Com base na reportagem da Folha o PT entrou ontem com uma ação de investigação no Tribunal Superior Eleitoral e pediu que o tribunal declare o candidato Jair Bolsonaro inelegível por 8 anos. Na ação, o PT afirma que o presente caso trata do abuso de poder econômico e uso indevido dos veículos e meios de comunicação digital perpetrados pelos representados, uma vez que estariam beneficiando-se diretamente da contratação de empresas de disparos de mensagens em massa, configurando condutas vedadas pela legislação eleitoral.

Na ação, O PT afirma que o caráter eleitoral dos fatos narrados é evidente, além de demonstrar potencial suficiente a comprometer o equilíbrio do pleito eleitoral de 2018.

E na noite desta sexta-feira (19) o PDT entrou com uma ação no TSE. O partido quer uma nova eleição de primeiro turno sem o candidato Jair Bolsonaro.

O Ministro Jorge Mussi, corregedor do Tribunal Superior Eleitoral, abriu a investigação pedida pelo PT contra o candidato Jair Bolsonaro do PSL mas rejeitou todas as medidas cautelares solicitadas, como busca e apreensão e quebra de sigilo. Segundo o Ministro Jorge Mussi a concessão de liminares, antes de ouvir a outra parte, deve ser feita com cautela e o pedido do PT é baseado apenas em matérias jornalísticas que não permitem, neste momento, demonstrar a veracidade das suspeitas. Jorge Mussi destacou que a questão será analisada em momento próprio durante o curso da ação. O ministro deu cinco dias para Bolsonaro responder aos questionamentos.

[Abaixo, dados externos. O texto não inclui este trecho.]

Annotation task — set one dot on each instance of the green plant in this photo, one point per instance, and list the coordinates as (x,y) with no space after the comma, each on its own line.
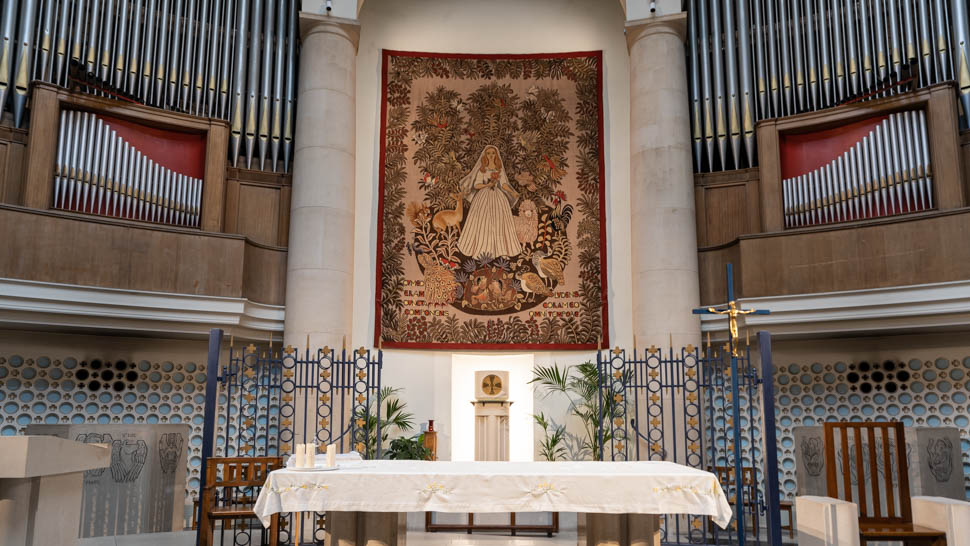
(581,388)
(395,418)
(551,447)
(408,448)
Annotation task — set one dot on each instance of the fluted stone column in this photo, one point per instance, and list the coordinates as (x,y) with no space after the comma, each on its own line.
(320,263)
(665,282)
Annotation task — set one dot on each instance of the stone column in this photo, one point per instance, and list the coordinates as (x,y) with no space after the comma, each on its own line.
(320,263)
(665,282)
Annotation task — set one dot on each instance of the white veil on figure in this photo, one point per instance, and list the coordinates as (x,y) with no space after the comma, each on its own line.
(467,184)
(489,227)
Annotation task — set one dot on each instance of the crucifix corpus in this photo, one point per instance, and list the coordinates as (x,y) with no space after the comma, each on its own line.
(733,311)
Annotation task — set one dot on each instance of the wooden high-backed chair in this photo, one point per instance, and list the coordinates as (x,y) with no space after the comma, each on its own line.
(224,473)
(881,492)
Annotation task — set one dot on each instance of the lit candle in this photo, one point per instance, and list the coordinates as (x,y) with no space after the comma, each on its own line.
(311,455)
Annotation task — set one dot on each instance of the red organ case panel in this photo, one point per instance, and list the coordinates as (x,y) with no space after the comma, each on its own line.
(879,166)
(113,167)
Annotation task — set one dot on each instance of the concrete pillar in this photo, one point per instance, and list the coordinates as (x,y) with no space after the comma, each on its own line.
(664,241)
(320,263)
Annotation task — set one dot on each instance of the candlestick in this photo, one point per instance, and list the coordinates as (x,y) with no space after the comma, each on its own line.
(311,455)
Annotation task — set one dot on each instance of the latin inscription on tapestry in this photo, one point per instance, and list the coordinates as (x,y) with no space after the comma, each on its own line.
(491,230)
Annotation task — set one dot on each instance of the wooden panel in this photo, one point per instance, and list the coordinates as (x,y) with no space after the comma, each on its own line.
(725,213)
(257,215)
(942,126)
(42,147)
(769,164)
(214,188)
(13,149)
(727,206)
(61,247)
(264,277)
(712,267)
(965,152)
(892,252)
(258,205)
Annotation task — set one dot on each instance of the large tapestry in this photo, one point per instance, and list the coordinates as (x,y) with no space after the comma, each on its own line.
(491,226)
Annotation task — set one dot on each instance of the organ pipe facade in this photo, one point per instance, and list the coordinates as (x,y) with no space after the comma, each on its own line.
(753,59)
(200,57)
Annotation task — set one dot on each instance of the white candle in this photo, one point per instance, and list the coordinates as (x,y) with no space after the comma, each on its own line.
(311,455)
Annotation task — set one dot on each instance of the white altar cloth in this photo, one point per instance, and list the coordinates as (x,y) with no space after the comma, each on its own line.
(448,486)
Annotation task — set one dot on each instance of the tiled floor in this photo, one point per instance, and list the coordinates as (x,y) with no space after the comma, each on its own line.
(187,538)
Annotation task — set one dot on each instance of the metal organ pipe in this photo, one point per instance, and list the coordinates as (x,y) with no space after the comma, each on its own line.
(718,75)
(809,55)
(205,38)
(706,85)
(98,172)
(761,68)
(237,117)
(22,59)
(291,61)
(45,41)
(266,85)
(229,38)
(252,82)
(276,128)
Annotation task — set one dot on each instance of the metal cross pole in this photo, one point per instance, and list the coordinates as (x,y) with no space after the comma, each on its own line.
(733,312)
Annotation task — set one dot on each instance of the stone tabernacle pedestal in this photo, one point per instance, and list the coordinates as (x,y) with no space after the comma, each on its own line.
(142,490)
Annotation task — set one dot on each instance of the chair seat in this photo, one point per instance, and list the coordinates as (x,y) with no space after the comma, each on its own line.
(901,531)
(232,511)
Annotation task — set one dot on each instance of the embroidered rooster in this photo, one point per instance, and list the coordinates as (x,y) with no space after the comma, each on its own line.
(548,268)
(526,222)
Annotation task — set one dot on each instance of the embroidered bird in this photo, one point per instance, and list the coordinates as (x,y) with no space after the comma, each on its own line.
(526,222)
(439,281)
(552,166)
(561,214)
(532,283)
(548,268)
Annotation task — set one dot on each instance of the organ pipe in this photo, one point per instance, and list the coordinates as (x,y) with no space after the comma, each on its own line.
(266,83)
(887,172)
(293,10)
(804,55)
(98,172)
(229,59)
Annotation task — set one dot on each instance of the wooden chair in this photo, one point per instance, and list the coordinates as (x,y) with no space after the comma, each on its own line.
(885,512)
(226,474)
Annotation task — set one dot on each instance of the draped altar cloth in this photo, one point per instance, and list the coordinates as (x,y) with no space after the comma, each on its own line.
(653,487)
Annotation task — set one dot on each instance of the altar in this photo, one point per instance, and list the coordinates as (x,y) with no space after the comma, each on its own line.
(619,502)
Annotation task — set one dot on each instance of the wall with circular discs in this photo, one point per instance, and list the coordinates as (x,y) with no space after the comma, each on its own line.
(53,391)
(920,393)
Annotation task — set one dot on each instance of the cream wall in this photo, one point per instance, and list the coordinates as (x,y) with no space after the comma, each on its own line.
(498,26)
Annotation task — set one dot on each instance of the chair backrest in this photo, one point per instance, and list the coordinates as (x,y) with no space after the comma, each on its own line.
(866,464)
(240,471)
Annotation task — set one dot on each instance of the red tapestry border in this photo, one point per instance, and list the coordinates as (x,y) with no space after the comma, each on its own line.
(603,258)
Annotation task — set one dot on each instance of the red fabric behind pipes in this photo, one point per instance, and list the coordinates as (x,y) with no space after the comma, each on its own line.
(803,153)
(183,153)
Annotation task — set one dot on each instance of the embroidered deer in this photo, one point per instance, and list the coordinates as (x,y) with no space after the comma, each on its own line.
(449,218)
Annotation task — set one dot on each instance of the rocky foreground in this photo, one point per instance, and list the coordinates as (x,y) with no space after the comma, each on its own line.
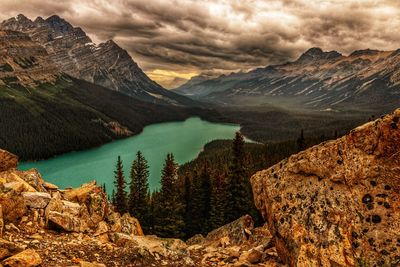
(335,204)
(42,225)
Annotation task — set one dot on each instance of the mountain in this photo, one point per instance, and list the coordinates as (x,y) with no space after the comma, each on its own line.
(316,80)
(105,64)
(336,203)
(45,112)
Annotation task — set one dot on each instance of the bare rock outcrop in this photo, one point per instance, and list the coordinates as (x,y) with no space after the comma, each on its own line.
(7,160)
(337,203)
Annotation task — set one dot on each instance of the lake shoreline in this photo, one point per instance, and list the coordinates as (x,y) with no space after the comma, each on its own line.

A Procuradora Geral da República, Raquel Dodge, pediu hoje à Polícia Federal para que abra inquérito para apurar se empresas têm disseminado de forma estruturada mensagens em redes sociais, mas sobre os dois candidatos e não somente Fernando Haddad. O pedido foi entregue ao ministro da Segurança Pública, Raul Jungmann. Nesse pedido Raquel Dodge destaca que a denúncia já tinha ativado abertura de procedimento pela Procuradoria Geral Eleitoral para verificar a existência de eventual atualização de esquema profissional por parte das campanhas com o propósito de propagar notícias falsas e explicou que a situação agora exige a apuração na óptica criminal.

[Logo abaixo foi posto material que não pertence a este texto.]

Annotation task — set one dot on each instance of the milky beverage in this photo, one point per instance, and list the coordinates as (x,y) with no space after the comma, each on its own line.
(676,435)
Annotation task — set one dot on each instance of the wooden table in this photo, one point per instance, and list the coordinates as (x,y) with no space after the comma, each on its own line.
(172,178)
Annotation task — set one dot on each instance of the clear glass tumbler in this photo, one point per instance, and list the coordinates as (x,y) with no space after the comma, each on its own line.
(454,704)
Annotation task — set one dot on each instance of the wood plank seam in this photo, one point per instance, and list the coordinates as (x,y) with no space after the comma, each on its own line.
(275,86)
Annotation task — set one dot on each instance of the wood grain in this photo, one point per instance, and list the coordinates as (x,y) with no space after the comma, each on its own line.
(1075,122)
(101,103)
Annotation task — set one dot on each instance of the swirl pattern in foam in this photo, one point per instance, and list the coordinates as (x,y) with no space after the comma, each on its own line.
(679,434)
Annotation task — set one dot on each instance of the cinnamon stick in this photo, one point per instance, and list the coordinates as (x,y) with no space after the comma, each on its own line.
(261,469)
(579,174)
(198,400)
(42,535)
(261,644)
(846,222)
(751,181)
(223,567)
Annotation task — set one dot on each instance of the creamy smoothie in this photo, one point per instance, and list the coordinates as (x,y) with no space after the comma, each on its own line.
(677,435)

O candidato do PT, Fernando Haddad, voltou a comentar a denúncia:

“…Ontem a Folha de São Paulo trazia uma reportagem de capa muito séria, uma denúncia de que via caixa dois, o meu adversário teria feito uma espécie de tsunami cibernético no Whatsapp com uma quantidade enorme de calúnias contra mim. Quem sofreu o que eu sofri nos quatro dias que antecederam o primeiro turno, e só eu sou capaz de saber, porque minha família foi atingida, a minha filha foi atingida, a minha honra foi atingida, tem que demonstrar o mínimo de indignação com uma prática que nós, pela construção do fundo público de financiamento, imaginávamos que pudesse ser superada, que é a utilização de dinheiro ilegal, dessa vez para caluniar o adversário. Não foi nem para fazer propaganda, se ainda tivesse sido para fazer propaganda dele, seria crime mas vamos dizer assim está fazendo propaganda do que fez, mas como ele não fez nada a vida inteira ele é obrigado a atacar com calúnias, porque ele não vai botar o meu currículo no WhatsApp, o que eu fiz como ministro, o que eu fiz como prefeito, o que eu fiz na vida pública”.

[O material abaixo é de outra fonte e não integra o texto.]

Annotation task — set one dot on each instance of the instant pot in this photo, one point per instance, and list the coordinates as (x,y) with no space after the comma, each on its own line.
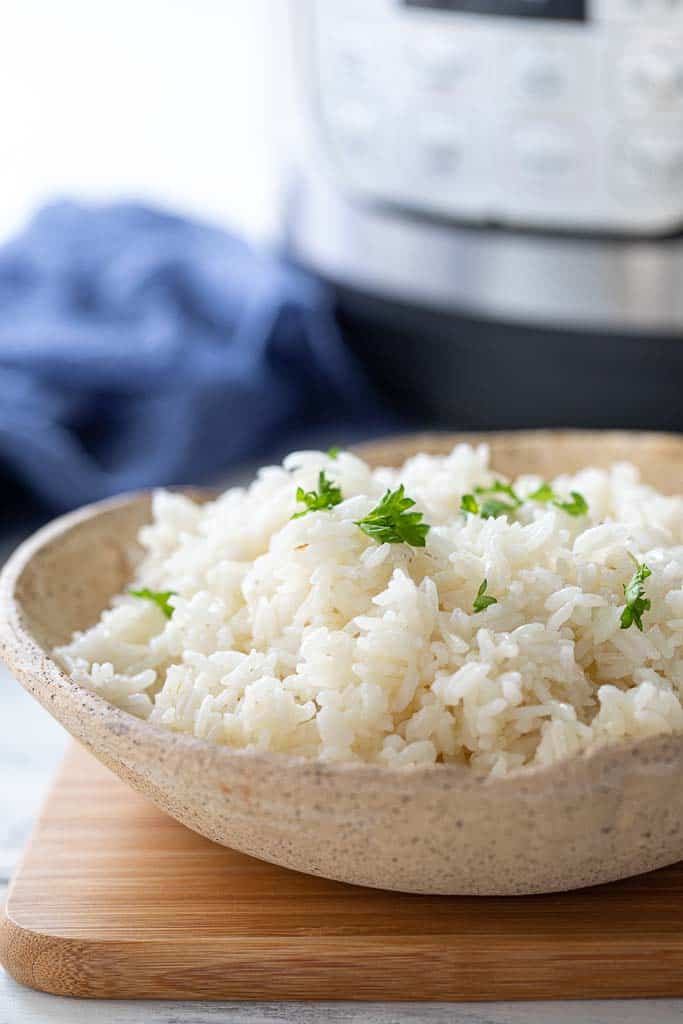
(494,188)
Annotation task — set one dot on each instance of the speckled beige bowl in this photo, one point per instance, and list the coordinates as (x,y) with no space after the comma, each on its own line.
(615,812)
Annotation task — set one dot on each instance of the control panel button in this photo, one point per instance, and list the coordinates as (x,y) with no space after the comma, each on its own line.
(439,147)
(540,77)
(543,151)
(439,64)
(654,162)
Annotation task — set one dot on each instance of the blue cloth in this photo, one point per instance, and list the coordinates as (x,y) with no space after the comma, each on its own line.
(140,348)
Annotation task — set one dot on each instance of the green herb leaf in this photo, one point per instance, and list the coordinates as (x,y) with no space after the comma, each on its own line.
(483,600)
(493,507)
(636,602)
(578,506)
(327,496)
(390,522)
(159,597)
(545,495)
(468,503)
(499,487)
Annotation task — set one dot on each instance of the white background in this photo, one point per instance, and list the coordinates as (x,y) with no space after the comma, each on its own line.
(165,100)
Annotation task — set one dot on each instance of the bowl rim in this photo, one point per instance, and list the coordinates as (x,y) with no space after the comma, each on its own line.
(28,659)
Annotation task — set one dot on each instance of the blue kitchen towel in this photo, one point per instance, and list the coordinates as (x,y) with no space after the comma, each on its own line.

O candidato do PSL, Jair Bolsonaro, reagiu desmintindo a reportagem da Folha de S.Paulo:

“A manchete da matéria é uma coisa, o corpo da matéria é outro. O corpo não é nada comprometedor. Eles tem que apontar que empresa é essa, qual é minha relação com essa empresa, eu não tenho relação nenhuma com empresários nesse sentido. E outra coisa, eles falam em fake news, nós estamos derrotando o PT com verdades. Nós não precisamos mentir sobre o senhor Haddad, agora fake news quem espalha é ele quando diz que quero acabar com o décimo terceiro, que eu quero acabar com o bolsa família, que eu votei contra um projeto de lei que falava dos deficientes no Brasil. Ele tem dito barbaridades ao meu respeito, inclusive botaram no seu programa eleitoral e nas inserções e nós não temos feito isso. Eles estão desesperados, não vão conseguir atingir seu objetivo até porque eu estou tranquilo. O próprio Haddad agora diz que eu em jantares havia estimulado empresários a fazer isso aqui, deixo claro que desde o dia 06 de setembro eu estou fora de combate, fiquei 23 dias dentro do hospital e agora dentro da minha casa, não participei de jantar com quem quer que seja”.